Red Flags Flying: Sometimes the ocean will look fine to you, but, nevertheless, there are dangerous currents at work. If it is too dangerous to swim on any given day due to dangerous rip currents, ocean-safety personnel will fly red flags along the beaches. The flags mean that swimming is prohibited – do not swim or even wade in the surf. And do not second-guess the professionals on this issue!
Rip Currents: Do you know what a rip current is and what to do if you get caught in one? A rip current is a powerful channel of water flowing away from the shore. Rip currents can be spotted by a difference in water color, a gap in the breaking wave pattern or foam and objects moving out to sea. But they are difficult to spot, and you may not see them even though they’re there. Rip currents do not pull people under water – they pull people away from shore. Thus, drownings occur when people are unable to stay afloat due to panic, exhaustion or lack of swimming skills.
- If you start to feel that you are being pulled out to sea, do not panic. Stay calm so you can think clearly. It might be helpful to float on your back for a bit while you calm down and regroup.
- Never try to swim directly back to shore or you will tire yourself out. The best thing to do is to slowly, calmly swim parallel to the shore to get out of the current.
- Once you feel that you are no longer being pulled outward, swim back into shore.
- If you are unable to swim out of the rip current, float or calmly tread water. When the current dissipates, swim diagonally to shore.
- If you are still unable to reach shore, draw attention to yourself by yelling for help.

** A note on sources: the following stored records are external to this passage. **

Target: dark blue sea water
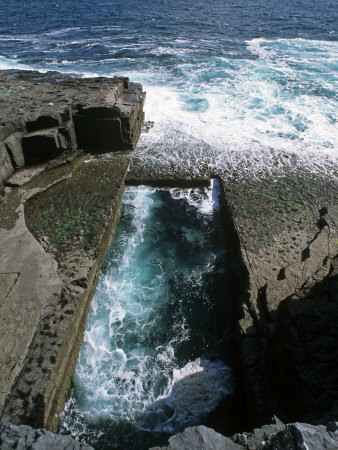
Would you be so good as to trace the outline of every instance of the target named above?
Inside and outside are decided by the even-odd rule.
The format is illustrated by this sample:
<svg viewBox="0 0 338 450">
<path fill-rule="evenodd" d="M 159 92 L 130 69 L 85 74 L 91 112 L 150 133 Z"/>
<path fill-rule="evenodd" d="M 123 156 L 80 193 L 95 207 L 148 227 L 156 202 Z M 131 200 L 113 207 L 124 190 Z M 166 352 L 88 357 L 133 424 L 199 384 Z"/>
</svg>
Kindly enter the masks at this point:
<svg viewBox="0 0 338 450">
<path fill-rule="evenodd" d="M 285 169 L 336 176 L 336 0 L 0 0 L 0 7 L 1 69 L 123 75 L 143 84 L 146 120 L 155 125 L 141 136 L 134 154 L 151 164 L 169 169 L 179 164 L 196 175 L 203 166 L 223 177 L 278 175 Z M 100 433 L 109 429 L 111 420 L 124 423 L 124 428 L 121 425 L 119 436 L 113 429 L 110 447 L 143 448 L 151 438 L 137 442 L 143 439 L 142 432 L 126 438 L 133 433 L 131 423 L 141 431 L 143 427 L 148 436 L 154 430 L 174 432 L 231 391 L 228 367 L 215 355 L 205 357 L 205 341 L 200 342 L 204 359 L 197 351 L 191 352 L 190 359 L 184 355 L 179 363 L 176 359 L 182 353 L 180 345 L 189 342 L 194 330 L 185 323 L 189 311 L 183 314 L 182 305 L 191 305 L 193 316 L 204 316 L 212 307 L 206 300 L 202 312 L 194 310 L 189 297 L 189 292 L 205 284 L 210 271 L 220 270 L 215 248 L 200 254 L 210 243 L 208 232 L 203 235 L 192 216 L 182 219 L 183 228 L 175 232 L 196 247 L 198 256 L 195 272 L 190 273 L 189 261 L 187 268 L 182 266 L 182 273 L 195 278 L 192 282 L 189 275 L 184 281 L 188 287 L 181 297 L 170 281 L 177 264 L 166 270 L 159 255 L 151 254 L 154 245 L 144 241 L 142 220 L 152 222 L 152 204 L 161 210 L 175 199 L 185 202 L 188 209 L 195 208 L 201 224 L 208 223 L 212 201 L 203 199 L 210 192 L 196 195 L 136 189 L 125 198 L 130 229 L 122 229 L 121 240 L 116 241 L 121 252 L 111 250 L 112 259 L 101 274 L 63 418 L 64 430 L 91 436 L 93 442 L 98 439 L 98 448 L 106 446 Z M 176 248 L 179 256 L 180 246 L 173 242 L 161 251 Z M 142 254 L 144 245 L 149 251 Z M 145 259 L 144 272 L 138 272 L 132 255 L 138 261 L 150 258 Z M 154 280 L 159 284 L 153 285 Z M 176 297 L 168 294 L 168 283 Z M 156 304 L 147 292 L 160 294 Z M 166 322 L 175 298 L 184 302 L 176 302 L 177 314 Z M 145 303 L 138 303 L 140 299 Z M 159 329 L 162 320 L 167 331 L 157 335 L 152 321 L 159 305 Z M 149 339 L 140 347 L 133 341 L 136 335 Z M 154 337 L 158 345 L 149 347 Z M 195 330 L 193 342 L 197 341 Z M 204 403 L 196 400 L 192 406 L 184 397 L 191 376 L 200 385 L 208 386 L 211 380 L 210 392 L 205 388 L 209 403 L 204 396 Z M 180 390 L 182 380 L 186 381 Z M 198 389 L 194 392 L 199 395 Z"/>
</svg>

- If you see someone in trouble, summon a lifeguard or call 911. Throw a flotation device to the person. Remember, many people drown while trying to save someone else from a rip current, so do not come into direct contact with the person in trouble.
Swim Near a Lifeguard: Lifeguards are on the beach from Memorial Day through Labor Day and sometimes a little longer in the season. Hours vary. Some lifeguards are posted on stands while others roam the beach on ATVs. If you are not a strong swimmer, it is highly suggested that you ocean swim within view of a lifeguard.